作者:Liang Chen, Prathik Anandhan, Sivasathya Pradha Balamurugan · 发表于:The Electronic Library · 年份:2020 · DOI:10.1108/el-07-2020-0205 · 被引用次数:12 · 研究领域:Traffic Prediction and Management Techniques、IoT and Edge/Fog Computing、Transportation and Mobility Innovations

Purpose In this paper, an intelligent information assisted communication transportation framework (II-CTF) has been introduced to reduce congestion, data reliability in transportation and the environmental effects. Design/methodology/approach The main concern of II-CTF is to mitigate public congestion using current transport services, which helps to improve data reliability under hazardous circumstances and to avoid accidents when the driver cannot respond reasonably.
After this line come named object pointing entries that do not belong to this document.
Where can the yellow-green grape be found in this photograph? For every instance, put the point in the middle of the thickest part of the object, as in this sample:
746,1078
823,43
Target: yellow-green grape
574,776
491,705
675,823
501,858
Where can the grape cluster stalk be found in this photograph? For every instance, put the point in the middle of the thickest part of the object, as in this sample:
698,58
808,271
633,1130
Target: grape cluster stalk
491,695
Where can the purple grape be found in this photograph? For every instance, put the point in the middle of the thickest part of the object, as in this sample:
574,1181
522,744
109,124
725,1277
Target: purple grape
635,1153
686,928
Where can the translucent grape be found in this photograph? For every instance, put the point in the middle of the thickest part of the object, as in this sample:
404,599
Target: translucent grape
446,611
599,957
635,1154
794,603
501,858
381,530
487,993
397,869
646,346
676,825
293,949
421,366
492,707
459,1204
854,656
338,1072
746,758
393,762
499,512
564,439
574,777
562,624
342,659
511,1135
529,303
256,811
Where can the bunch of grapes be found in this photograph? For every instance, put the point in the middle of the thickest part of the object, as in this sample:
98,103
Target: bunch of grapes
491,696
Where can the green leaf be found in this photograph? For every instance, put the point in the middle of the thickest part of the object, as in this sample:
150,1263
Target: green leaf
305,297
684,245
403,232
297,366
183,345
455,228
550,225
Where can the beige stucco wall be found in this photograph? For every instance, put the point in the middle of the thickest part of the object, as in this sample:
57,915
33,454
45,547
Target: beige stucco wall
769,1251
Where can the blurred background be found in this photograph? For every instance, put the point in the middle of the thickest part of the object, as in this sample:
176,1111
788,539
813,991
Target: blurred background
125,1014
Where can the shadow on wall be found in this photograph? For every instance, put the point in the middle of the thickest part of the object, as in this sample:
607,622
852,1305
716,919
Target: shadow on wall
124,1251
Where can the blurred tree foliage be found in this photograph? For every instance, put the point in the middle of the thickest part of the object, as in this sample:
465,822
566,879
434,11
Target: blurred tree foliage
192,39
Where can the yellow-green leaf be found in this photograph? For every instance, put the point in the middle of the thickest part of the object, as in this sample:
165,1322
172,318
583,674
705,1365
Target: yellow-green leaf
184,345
The program uses machine learning assistance to predict optimal routes based on movement patterns and categorization of vehicles, which helps to minimize congestion of traffic. Findings In II-CTF, scheduling traffic optimization helps to reduce the energy and many challenges faced by traffic managers in terms of optimization of the route, average waiting time and congestion of traffic, travel, and environmental impact due to heavy traffic collision. Originality/value The II-CTF definition is supposed to attempt to overcome some of the problems of the transportation environment that pose difficulties and make the carriage simpler, safer, more efficient and green for all.